Après cette tentative non réussie, le même Mamadou Diaby « Dienkembadi » a écrit au préfet de Gaoual pour lui demander d’ériger Touba en deux Districts : Touba1 et Touba2. Après études, il s’est avéré que la localité dont Dienkembadi souhaitait voir érigée en District ne remplissait pas les conditions. Un deuxième essai rate !

C’est ainsi qu’en août 2014, il a entamé ce projet de mosquée. Par analogie, vu toutes ces tentatives essayées par la même personne, Dienkembadi, les frères de Karambaya pensent qu’il y a une autre chose cachée derrière cette affaire de mosquée. Pour eux, l’objectif de “ce parisien’’ de la famille Touraya est de diviser la population de Touba. En plus, Karambaya défend sa position en disant que Touraya n’a pas suivi la procédure normale, qui consistait à soumettre la proposition de construire une mosquée au Khalife de Touraya. C’est ce dernier qui devait remonter l’information chez le Khalife de Diakha qui, à son tour, aura à saisir le Khalife général, Elhadj Soriba Diaby. La question devrait être débattue au “BOLONDALA”, une case où « l’Assemblée nationale » se tient.

Par contre, Elhadj Mamadou Diaby, le porte parole de la famille Touraya, a dit à l’envoyé spécial de Guineematin.com avoir respecté toutes les étapes à propos de cette mosquée. « Nous avons envoyé cinq (5) paquets de cola à Karambaya et neuf (9) à Diakha », a-t-il confié.

C’est dans ces contradictions que Guineematin.com a trouvé et laissé ces deux (2) familles sœurs de Karambaya et Touraya, qui s’entendent peu depuis 2012. Les uns ne veulent pas d’une seconde mosquée à Touba, les autres ont décidé de ne plus prier dans la mosquée unique…

Deux ministres impliqués

ToubaPlusieurs témoignages concordants ont révélé à Guineematin.com l’implication souterraine de deux personnalités gouvernementales. Chaque famille rencontrée par l’envoyé spécial de Guineematin.com à Touba a essayé de défendre « son ministre » et pourfendre l’autre. A bien suivre les confidences des uns et des autres, le général Bouréma Condé, ministre de l’Administration du territoire et de la Décentralisation est le soutien ministériel de la famille Touraya. Monsieur Condé serait celui qui souhaiterait poster des agents aux alentours du chantier pour permettre à la deuxième mosquée d’exister.

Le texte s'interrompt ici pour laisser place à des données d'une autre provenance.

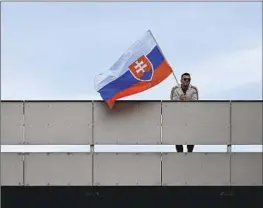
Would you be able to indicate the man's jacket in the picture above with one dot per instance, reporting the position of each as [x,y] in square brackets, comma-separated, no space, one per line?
[191,93]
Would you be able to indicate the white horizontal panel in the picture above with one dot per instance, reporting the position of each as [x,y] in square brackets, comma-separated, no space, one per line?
[58,169]
[246,169]
[120,169]
[11,123]
[127,123]
[246,121]
[204,123]
[57,123]
[11,169]
[203,169]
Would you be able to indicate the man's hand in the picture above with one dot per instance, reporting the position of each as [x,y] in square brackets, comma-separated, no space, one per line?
[183,98]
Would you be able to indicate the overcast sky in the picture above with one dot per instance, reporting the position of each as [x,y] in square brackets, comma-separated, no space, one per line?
[54,50]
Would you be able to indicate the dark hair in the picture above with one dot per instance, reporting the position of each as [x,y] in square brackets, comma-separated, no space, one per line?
[185,74]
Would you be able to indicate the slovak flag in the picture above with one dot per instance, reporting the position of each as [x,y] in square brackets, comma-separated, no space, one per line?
[141,67]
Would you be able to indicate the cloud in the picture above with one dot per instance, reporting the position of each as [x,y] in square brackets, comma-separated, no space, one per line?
[214,74]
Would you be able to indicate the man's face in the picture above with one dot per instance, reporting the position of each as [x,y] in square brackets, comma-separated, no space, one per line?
[186,79]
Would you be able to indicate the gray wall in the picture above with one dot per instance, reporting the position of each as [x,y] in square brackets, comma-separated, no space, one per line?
[147,123]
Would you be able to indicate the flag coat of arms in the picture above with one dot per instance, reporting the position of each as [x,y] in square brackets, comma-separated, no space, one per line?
[140,68]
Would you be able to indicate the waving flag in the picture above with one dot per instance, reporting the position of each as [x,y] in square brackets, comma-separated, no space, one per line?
[141,67]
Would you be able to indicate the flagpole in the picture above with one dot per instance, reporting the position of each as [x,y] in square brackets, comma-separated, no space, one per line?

Pour sa part, Docteur Mahmoud Cissé, le ministre de l’Intérieur serait favorable au respect de la coutume est des traditions de Touba. Il ne serait pas favorable à cette mosquée de la discorde. C’est le ministre apprécié de la famille de Karambaya et donc du grand Khalif de Touba.

Une décision du conseil des ministres attendue

Touba projet mosquéeDu mois d’août 2012 à octobre 2015, Touraya n’a réussi à réaliser dans ce projet de mosquée que le soubassement et un mur qui n’atteint pas deux (2) mètres de hauteur. C’est l’intention des gens de Karambaya de démolir ce mur qui a déclenché les échauffourées du 26 au 28 octobre dernier.
Des échauffourées qui ont engendré des dégâts matériels énormes et plusieurs personnes blessées. Désormais, ce conflit de Touba est transporté en conseil des ministres. C’est en tout cas ce que l’autorité préfectorale a confié à l’envoyé spécial de Guineematin.com à l’occasion de son entretien avec le secrétaire général chargé des collectivités de Gaoual. C’est donc un calme précaire qui y règne, en attendant la décision de Conakry.